More frequently, employers are engaging people to work under independent contractor agreements rather than employment contracts. The employer and contractor relationship is wholly different from the employer and employee relationship, and each carries different benefits and detriments for the parties.

In an employer and independent contractor relationship, the parties cannot rely on the Employment Relations Act, as the Act does not apply to contractors. This becomes problematic, as the relationship between contractor and employer may operate and appear to be like an employee and employer relationship yet is governed by entirely different law.

Some employers accidentally classify employees as contractors without realising the consequences of this action. However, other employers deliberately do this in an attempt to avoid their responsibility for employee entitlements. Employers may see this relationship as more desirable, as independent contractors are not entitled to annual, sick leave or holiday pay. As well as this, independent contractors cannot bring personal grievances. Importantly, a contractor can be terminated subject to the specific terms of his or her contract, whereas an employee can only be terminated if that termination can be procedurally and substantively justified.

Section 6 of the Employment Relations Act provides a definition for who is an ‘employee’. This section sets out the approach that the Court or Authority is to determine whether an individual is engaged as a contractor or an employee. The Authority must consider the “real nature of the relationship between them”, which is done through a balancing exercise. Case law has developed four core tests to assist in this balancing test.

1. Intention test

What the parties intended the relationship to be is relevant, but it doesn’t on its own determine the true nature of their relationship. Intention is usually deduced from the wording in the parties’ written agreement.

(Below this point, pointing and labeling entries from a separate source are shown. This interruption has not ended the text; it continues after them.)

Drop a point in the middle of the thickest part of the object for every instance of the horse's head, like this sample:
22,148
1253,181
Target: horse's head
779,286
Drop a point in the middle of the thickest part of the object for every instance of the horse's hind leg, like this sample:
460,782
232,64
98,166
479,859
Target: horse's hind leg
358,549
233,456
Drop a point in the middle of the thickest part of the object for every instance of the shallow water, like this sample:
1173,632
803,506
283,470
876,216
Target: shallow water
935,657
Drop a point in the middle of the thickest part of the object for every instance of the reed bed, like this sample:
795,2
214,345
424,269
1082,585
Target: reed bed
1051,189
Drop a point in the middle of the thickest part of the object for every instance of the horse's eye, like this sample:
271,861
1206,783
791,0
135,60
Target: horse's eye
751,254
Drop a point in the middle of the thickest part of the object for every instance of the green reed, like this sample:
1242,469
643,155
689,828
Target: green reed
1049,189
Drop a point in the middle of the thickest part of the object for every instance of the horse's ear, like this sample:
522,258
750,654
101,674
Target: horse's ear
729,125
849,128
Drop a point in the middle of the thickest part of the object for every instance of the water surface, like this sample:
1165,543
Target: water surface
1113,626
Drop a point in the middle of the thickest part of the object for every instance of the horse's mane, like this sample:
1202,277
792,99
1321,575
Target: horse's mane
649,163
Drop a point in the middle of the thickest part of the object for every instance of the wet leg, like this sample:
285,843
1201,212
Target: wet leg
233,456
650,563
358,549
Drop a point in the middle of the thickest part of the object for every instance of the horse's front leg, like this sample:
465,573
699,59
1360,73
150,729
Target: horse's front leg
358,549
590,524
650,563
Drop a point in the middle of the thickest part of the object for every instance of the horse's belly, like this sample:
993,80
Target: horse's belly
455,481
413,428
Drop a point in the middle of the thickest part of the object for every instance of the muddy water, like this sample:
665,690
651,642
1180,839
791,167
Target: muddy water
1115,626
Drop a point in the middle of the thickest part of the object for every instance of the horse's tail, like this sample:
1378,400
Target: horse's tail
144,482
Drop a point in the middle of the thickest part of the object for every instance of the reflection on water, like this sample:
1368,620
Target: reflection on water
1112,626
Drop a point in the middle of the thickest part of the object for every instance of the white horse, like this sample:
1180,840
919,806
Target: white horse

2. Control vs independence test

The Court will consider how much control is exercised over the worker’s work content, hours and methods. The greater the control, the more likely it is that a person is an employee. A worker with greater freedom to choose who to work for, and where and when to work, is more likely to be a contractor.

3. Integration test

This test looks at whether the work performed by the person is fundamental to the employer’s business and whether they are ‘part and parcel’ of the organisation. Usually, the work performed by a contractor is only a supplementary part of the business and is not the type of business commonly done by employees.

4. Fundamental/economic reality test

This test is concerned with whether the alleged employee engaged themselves to perform the services with the employer as a person in business on their own account.

The Court and Authority have a great deal of discretion in this area, and this allows them to interpret the tests as they see fit. In theory, the tests outlined above appear to be a fair and equal balancing test. However, case law and Authority rulings have proven that this is not so. Despite the Koia v Carlyon Holding Ltd ruling that the intention test is not determinative, the Authority gives large weighting to the contractual relationship. This is problematic, because it fails to adequately address the intention of the worker. More often than not, a layperson presented with a contract for services will sign the document without considering the legal implications of the relationship. Furthermore, the person being offered the work is generally not in a position to negotiate the contract. They may be desperate for work, unaware of the difference between contractor and employee, and keen to sign whatever is put in front of them. This allows employers to take advantage of workers and face no repercussions.

Certain industries are particularly notorious for hiring workers under contractor agreements rather than employment contracts. The IT industry has become overrun with contracting agreements, to the extent that case law has stated that the IT industry generally uses contracting agreements over employment contracts. This was stated in Goode v Turnstone Technologies Ltd, which demonstrated the dangers of a contracting agreement. The employer in question in this case ceased trading, and Goode claimed six months’ wages and a car allowance in response to his constructive dismissal. The company claimed that Goode was a contractor, rather than an employee, and so they did not have to pay these wages. The Authority found for the company on the grounds that Goode had signed an agreement specifying him as a contractor. This provides a classic example of the Authority exercising its discretion by placing particular weight on the intentions of the parties, rather than considering the policy behind the decision, and the best interests of both parties.

The common law has arguably failed to adequately recognise and protect the power imbalance between employer and employee, which is why legislation is necessary. The Employment Relations Act 2000 is social legislation at its heart, which exists to address this power imbalance. However, the current state and application of the Act fails to serve this purpose and is leaving workers vulnerable. The inapplicability of the Act to contractors leaves a large and growing number of individuals unprotected.